Tuesday, July 19

Pokemon Go GPS Cheat (If You Don’t Fear Getting Banned)

Pokemon Go inherits a certain vulnerability to GPS location spoofing from it’s predecessor Ingress, but also the progress that has been made in spoof detection. Since taking advantage of a game’s underlying mechanisms is part of the winner’s game, why not hook up your smartphone to Xcode and see if you can beat Niantic this time? [Dave Conroy] shows you how to play back waypoints and activate your Pokemon Go warp drive.

The hack (therefore the Monospace) is based on the developers toolkits on Android and iOS, and also the easiest way to get banned from the game. On an Android smartphone, all you really need to do is get one of the many GPS spoofing apps from the Play store, repeatedly tap About phone to activate the developer settings and select that app as GPS spoofing source there. In iOS, you can (probably) also install a spoofing app through Cydia, although the easiest way without jailbreak is creating a new iOS app in Xcode (or any iOS application you have at hand) and build it to the phone. While in debugging mode, you can then load a *.GPX-file, which is simply a text file containing GPS waypoints in the XML-based GPS Exchange Format:

<gpx>
  <name>My waypoints</name>
  <wpt lat="34.143895" lon="-118.151556">
    <name>SupplyFrame, Inc.</name>
  </wpt>
</gpx>

You can also create timed routes:

<gpx>
 <name>My tracks</name>
  <trk>
    <name>Some track</name>
    <trkseg>
      <trkpt lat="34.143657" lon="-118.152368"><time>2016-07-18T00:00:00Z</time></trkpt>
      <trkpt lat="34.144502" lon="-118.152368"><time>2016-07-18T00:01:00Z</time></trkpt>
      <trkpt lat="34.144490" lon="-118.150470"><time>2016-07-18T00:02:00Z</time></trkpt>
      <trkpt lat="34.143654" lon="-118.150455"><time>2016-07-18T00:03:00Z</time></trkpt>
    </trkseg>
  </trk>
</gpx>

The file is loaded via Product -> Debug -> Simulate Location -> Add GPX file to project, as shown in the video. This makes the waypoints or tracks available from the Simulate Location menu. From there, you then can then teleport your phone to the defined locations, or take it for a walk along the tracking points.

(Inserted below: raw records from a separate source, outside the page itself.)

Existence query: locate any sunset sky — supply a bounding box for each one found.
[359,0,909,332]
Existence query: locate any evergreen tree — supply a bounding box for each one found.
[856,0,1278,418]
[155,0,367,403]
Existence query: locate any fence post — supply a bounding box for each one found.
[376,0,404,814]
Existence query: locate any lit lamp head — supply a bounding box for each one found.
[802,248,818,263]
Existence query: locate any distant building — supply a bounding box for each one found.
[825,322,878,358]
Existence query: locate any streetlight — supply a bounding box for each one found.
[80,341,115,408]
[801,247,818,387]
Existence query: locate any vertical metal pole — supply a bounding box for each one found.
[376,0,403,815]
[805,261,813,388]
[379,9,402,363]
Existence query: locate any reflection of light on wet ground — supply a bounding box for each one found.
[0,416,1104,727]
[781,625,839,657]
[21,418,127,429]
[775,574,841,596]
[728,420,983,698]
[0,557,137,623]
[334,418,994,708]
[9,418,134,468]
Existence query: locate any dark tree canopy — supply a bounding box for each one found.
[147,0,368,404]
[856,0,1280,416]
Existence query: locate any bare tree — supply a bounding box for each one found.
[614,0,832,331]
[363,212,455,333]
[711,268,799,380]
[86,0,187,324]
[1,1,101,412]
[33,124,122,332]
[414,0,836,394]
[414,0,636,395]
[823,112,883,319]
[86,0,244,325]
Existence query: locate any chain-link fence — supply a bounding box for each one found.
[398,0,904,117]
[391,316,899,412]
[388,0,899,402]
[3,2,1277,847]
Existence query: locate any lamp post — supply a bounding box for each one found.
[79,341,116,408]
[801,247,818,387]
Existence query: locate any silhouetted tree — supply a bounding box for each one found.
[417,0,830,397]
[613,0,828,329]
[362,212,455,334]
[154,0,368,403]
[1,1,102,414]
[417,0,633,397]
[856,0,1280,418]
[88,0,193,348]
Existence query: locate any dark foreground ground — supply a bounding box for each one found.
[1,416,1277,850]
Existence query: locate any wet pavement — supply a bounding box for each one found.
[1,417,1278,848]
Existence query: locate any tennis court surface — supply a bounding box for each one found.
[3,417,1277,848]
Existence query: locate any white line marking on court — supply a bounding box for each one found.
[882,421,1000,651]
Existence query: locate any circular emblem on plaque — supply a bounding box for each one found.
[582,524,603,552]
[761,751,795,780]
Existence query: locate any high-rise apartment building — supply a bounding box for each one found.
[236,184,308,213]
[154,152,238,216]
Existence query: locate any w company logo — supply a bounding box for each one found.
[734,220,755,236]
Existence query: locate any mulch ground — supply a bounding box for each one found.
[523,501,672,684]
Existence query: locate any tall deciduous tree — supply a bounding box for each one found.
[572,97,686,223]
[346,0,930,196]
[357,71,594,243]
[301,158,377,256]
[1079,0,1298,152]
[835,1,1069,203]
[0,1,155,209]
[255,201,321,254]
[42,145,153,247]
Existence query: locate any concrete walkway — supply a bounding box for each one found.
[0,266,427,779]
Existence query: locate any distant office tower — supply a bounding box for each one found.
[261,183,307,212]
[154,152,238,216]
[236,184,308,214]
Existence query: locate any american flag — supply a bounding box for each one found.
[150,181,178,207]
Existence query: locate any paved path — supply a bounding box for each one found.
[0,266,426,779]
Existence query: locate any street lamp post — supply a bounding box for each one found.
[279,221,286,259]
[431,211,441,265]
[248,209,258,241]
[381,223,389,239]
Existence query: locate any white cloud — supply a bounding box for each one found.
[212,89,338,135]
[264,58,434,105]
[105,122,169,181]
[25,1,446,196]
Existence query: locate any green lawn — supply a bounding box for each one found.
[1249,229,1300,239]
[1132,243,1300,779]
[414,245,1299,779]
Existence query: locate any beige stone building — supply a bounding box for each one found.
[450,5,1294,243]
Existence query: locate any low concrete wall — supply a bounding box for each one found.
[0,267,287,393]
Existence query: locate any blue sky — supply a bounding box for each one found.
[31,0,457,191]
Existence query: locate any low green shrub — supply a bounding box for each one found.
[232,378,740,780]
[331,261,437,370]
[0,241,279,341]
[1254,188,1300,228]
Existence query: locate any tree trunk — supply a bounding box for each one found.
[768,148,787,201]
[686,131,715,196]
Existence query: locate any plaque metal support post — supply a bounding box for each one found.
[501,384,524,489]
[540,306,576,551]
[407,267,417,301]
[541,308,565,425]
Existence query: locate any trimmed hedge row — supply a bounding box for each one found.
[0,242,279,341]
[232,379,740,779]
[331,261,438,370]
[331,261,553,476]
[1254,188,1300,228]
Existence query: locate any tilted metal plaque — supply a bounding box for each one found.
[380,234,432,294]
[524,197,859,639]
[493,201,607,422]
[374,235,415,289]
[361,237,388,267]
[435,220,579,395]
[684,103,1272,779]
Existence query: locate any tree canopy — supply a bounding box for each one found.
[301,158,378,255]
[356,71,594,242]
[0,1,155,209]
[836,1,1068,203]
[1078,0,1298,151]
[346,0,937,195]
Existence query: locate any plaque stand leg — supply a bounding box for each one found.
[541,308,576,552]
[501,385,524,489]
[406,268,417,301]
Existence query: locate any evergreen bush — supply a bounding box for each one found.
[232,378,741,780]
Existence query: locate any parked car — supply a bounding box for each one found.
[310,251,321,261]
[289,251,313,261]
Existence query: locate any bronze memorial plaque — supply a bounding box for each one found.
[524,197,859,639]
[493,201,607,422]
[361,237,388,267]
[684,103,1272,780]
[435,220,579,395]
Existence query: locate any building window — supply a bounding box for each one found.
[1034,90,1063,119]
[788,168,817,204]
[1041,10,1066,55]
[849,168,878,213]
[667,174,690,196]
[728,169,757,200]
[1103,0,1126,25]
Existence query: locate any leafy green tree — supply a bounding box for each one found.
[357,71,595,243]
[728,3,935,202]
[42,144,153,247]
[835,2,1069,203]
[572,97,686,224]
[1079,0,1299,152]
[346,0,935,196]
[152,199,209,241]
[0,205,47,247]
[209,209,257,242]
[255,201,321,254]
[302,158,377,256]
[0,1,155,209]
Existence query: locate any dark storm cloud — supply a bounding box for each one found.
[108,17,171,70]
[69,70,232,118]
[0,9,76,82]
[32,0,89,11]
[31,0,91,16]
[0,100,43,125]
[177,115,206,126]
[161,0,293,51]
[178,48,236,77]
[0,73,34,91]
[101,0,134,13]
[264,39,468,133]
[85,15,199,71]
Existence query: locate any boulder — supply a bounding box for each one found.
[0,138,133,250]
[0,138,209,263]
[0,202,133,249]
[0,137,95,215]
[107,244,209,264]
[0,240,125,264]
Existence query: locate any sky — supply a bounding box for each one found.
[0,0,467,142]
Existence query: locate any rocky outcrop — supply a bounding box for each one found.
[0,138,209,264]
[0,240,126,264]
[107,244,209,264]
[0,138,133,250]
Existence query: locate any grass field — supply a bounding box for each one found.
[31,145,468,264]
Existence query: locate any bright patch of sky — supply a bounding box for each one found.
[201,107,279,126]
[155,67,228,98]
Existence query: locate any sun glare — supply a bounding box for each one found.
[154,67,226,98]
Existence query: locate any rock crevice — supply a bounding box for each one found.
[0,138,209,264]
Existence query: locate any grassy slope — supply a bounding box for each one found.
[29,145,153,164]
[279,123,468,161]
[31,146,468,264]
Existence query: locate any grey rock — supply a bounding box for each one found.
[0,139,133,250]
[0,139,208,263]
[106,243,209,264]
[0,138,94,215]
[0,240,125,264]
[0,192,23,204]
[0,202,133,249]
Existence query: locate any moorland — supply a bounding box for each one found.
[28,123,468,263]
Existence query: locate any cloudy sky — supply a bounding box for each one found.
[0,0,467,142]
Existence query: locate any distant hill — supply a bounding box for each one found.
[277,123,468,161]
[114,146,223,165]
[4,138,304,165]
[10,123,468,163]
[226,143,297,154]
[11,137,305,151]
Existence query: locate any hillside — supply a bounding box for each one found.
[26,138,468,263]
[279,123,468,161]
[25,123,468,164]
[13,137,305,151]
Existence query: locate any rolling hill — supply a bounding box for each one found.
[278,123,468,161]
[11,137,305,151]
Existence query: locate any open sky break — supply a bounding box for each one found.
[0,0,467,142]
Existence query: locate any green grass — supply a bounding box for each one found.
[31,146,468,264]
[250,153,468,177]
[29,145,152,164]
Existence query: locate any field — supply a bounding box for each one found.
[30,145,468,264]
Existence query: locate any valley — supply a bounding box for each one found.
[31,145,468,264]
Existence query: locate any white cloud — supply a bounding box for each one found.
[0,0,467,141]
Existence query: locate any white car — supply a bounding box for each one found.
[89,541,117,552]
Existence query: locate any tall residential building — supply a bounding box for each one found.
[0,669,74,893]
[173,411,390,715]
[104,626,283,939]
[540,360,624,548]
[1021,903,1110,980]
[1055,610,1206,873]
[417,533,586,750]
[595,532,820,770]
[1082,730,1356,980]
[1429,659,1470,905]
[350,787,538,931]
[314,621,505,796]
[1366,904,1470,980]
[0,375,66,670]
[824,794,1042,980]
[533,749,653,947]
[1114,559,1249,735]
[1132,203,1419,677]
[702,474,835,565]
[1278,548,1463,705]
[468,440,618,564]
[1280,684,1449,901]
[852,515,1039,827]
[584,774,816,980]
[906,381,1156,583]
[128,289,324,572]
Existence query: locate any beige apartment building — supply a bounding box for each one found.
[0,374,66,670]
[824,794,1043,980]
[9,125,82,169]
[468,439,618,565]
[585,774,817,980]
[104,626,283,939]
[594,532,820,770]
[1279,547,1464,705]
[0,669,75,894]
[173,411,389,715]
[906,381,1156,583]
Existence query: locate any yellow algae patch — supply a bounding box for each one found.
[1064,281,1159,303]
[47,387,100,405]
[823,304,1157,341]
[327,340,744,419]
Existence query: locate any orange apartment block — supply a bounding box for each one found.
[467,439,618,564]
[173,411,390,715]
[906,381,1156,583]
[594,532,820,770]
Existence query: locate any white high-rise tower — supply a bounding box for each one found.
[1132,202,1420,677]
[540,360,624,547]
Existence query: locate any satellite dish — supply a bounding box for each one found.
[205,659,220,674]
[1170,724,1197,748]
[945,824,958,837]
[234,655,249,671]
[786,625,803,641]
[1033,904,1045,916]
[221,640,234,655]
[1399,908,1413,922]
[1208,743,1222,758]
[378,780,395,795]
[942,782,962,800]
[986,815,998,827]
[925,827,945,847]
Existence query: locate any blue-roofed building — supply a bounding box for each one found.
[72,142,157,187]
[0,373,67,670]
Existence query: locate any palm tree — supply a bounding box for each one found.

While the video is more a tutorial on how to get banned from the game than anything else, we’re not here to judge you if you try it. In the contrary, we’d actually love to see an implementation that catches ’em all without falling over the various strings Niantic has put in place, effectively turning GPS spoofing into a game of its own. Check out the video below to see [Dave Conroy’s] approach.

Oh, and did we mention this is probably get you banned? Can’t stress this one enough.